And yes, the most important part is quality concrete. I have applied tons and tons of salt to concrete that is only a few months old and never had a problem. I have also seen concrete that hasn't had any deicer applied that has spalled.



Young Pup;1559013 said:


> I think the op has found his answer already. This thread is over 3 years old.


:laughing::laughing::laughing:

Good catch.


----------



## the_snoman (Jan 6, 2013)

Correct this is an old thread however this sort of information never gets old so no harm in adding to it. 

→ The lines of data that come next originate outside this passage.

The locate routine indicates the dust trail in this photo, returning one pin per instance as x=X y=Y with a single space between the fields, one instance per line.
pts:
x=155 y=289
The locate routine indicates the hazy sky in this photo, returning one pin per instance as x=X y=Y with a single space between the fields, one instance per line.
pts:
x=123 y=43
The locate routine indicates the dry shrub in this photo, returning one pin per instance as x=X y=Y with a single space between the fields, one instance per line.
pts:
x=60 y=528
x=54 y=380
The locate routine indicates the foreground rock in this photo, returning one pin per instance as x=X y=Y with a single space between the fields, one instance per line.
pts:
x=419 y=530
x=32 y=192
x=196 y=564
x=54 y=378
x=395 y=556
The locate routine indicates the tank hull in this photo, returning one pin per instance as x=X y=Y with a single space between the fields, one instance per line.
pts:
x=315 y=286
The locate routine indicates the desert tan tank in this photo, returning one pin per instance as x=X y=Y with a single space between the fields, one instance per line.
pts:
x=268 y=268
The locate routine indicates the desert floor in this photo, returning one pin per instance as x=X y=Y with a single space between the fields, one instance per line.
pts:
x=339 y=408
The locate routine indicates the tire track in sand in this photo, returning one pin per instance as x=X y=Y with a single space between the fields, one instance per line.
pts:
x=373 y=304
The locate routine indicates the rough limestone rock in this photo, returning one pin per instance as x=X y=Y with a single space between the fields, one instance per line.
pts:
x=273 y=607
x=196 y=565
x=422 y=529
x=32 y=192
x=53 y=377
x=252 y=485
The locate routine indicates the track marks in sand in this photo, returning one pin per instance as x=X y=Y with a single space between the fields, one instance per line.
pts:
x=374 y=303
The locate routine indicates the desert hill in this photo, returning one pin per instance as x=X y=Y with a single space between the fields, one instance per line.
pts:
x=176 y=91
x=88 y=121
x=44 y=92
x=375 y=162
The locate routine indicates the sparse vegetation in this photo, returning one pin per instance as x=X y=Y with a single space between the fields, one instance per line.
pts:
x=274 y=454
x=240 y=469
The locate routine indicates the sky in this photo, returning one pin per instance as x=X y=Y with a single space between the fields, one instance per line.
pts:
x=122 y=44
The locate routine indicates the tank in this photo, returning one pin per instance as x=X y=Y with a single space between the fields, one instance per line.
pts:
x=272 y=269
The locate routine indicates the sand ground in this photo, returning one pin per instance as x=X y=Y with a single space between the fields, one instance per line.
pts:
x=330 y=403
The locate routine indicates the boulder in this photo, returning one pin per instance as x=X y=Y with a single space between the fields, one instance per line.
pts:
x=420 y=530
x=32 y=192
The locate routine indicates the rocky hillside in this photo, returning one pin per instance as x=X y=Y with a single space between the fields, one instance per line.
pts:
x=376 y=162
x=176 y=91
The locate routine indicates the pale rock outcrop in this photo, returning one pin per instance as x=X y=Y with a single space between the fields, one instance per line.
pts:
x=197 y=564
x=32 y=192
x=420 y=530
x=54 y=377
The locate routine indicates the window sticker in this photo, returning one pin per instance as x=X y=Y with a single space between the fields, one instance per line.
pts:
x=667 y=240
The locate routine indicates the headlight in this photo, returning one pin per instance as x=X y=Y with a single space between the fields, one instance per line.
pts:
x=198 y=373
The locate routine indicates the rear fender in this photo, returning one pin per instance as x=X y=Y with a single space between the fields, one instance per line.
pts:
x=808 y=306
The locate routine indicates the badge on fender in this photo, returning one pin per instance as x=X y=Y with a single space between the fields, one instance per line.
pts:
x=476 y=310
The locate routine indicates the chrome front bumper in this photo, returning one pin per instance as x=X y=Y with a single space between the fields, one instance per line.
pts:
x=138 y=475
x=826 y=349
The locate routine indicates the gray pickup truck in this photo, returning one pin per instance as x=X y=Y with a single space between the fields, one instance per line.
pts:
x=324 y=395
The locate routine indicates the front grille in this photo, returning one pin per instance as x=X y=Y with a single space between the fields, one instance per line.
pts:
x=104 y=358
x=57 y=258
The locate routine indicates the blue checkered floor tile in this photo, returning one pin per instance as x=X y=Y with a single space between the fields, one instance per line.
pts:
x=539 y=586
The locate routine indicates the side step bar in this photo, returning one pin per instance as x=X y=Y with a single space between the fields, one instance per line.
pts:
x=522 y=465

I know we've applied salt to a lot of concrete over the years and in some places it doesn't cause a problem and others it does. It's difficult to say why this happens as obviously there are a lot of factors involved. All I know is that if I'm a business owner I'll take my chances with deicing rather than worrying about how pretty my concrete is. There's no guarantee the concrete will have a problem however in this day and age with liability as it is there's almost certainly a guarantee of a lawsuit if you make little to no effort and someone gets hurt.


----------



## cretebaby (Aug 23, 2008)

dfd9;1558226 said:


> Whatever you do, don't use hungry salt.
> 
> I think I'll sit back and watch for awhile.


Hungry salt is the devil.

What aboot sea salt? :laughing:


----------



## Foster (Jan 17, 2000)

old topic, had to go back 5 pages to find it. yes, i'm bored. ahem. anywho, we had a bunch of new concrete installed this past summer. the contractor said 'absolutely no de-icer on it, or they will not warranty their work'. we put down a sealer on the concrete in the fall, and that seems to have done the trick. no issues with de-icers spalling the new concrete so far...


----------